Medical Properties Trust has signed definitive agreements with two new operators besides closing a deal with a third new operator involving a total of 24 hospital facilities for a total investment of around $1.75bn.
Following these deal,s MPT has crossed this year’s acquisition guidance of $2.5bn, with a total investment of $3bn at a blended GAAP rate of 8.2%, within its earlier estimated range of 7.5% to 8.5%.
The agreements include investments in 14 acute care hospitals and two behavioural health hospital facilities operated by Prospect Medical Holdings $1.55bn; seven community hospitals operated by Saint Luke’s Health System for $145m; and one acute care hospital operated by Halsen Healthcare for $55m.

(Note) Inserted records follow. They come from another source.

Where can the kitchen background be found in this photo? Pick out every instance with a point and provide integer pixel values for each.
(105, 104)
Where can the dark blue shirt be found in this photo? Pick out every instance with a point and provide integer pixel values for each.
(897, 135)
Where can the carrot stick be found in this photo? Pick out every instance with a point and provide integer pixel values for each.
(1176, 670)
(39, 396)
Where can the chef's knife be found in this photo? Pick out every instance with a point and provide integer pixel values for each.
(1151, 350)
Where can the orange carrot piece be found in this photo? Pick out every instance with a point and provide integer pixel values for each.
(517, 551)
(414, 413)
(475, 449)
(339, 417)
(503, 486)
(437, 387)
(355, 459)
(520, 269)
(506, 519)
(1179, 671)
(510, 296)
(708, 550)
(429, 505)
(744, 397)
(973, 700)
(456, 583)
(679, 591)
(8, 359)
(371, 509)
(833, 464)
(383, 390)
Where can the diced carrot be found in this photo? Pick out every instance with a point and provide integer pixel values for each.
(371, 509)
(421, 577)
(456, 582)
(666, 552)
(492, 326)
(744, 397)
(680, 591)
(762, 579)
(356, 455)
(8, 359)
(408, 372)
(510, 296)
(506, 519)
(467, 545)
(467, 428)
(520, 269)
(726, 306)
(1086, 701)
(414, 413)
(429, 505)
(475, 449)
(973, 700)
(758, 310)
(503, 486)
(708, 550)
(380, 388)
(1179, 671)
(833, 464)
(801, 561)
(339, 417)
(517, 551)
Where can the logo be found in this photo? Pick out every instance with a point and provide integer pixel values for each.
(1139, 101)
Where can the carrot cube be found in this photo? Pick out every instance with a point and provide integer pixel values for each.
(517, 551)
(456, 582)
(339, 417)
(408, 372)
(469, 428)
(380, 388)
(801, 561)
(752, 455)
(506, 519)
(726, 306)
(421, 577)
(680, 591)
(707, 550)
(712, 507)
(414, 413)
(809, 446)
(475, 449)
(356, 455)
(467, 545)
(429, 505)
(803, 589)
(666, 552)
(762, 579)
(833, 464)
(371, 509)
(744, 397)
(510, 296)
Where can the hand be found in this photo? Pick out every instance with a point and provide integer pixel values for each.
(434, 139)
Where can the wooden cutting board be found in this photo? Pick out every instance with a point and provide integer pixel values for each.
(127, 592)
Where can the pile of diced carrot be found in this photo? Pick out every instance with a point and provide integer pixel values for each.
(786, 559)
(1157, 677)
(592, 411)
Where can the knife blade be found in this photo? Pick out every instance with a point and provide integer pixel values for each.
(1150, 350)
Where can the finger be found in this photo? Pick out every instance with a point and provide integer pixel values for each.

MPT chairman, president and CEO Edward K. Aldag, Jr said: “We are very pleased with the acquisition of these outstanding hospitals which continues our sector leading record of accretive growth, increases the size and diversity of our portfolio, and further reinforces our reputation as the global leader in hospital real estate.
“This is a marquee year for Medical Properties Trust as we entered 2019 in a prime position for accretive capital deployment and subsequently increased our acquisitions guidance by $1.0 billion due to our rapid execution on our deep and diverse global pipeline.
“We have not only achieved – but surpassed – our full year acquisition goal of $2.5 billion at just the half-way mark of the year. Importantly, with the addition of these properties to our portfolio, we have initiated three new operator relationships, extended into new geographic markets, and expanded service lines, including not-for-profit and behavioral. ”
The Prospect and Halsen deals are likely to complete in the second half of this year, after meeting customary closing conditions.
Besides serving as exclusive financial advisor to MPT, Barclays also provided committed financing for a new $1.55bn senior unsecured bridge loan with regard to the Prospect transaction. MPT plans to refinance the acquisitions as market conditions warrant with a combination of new unsecured debt and equity.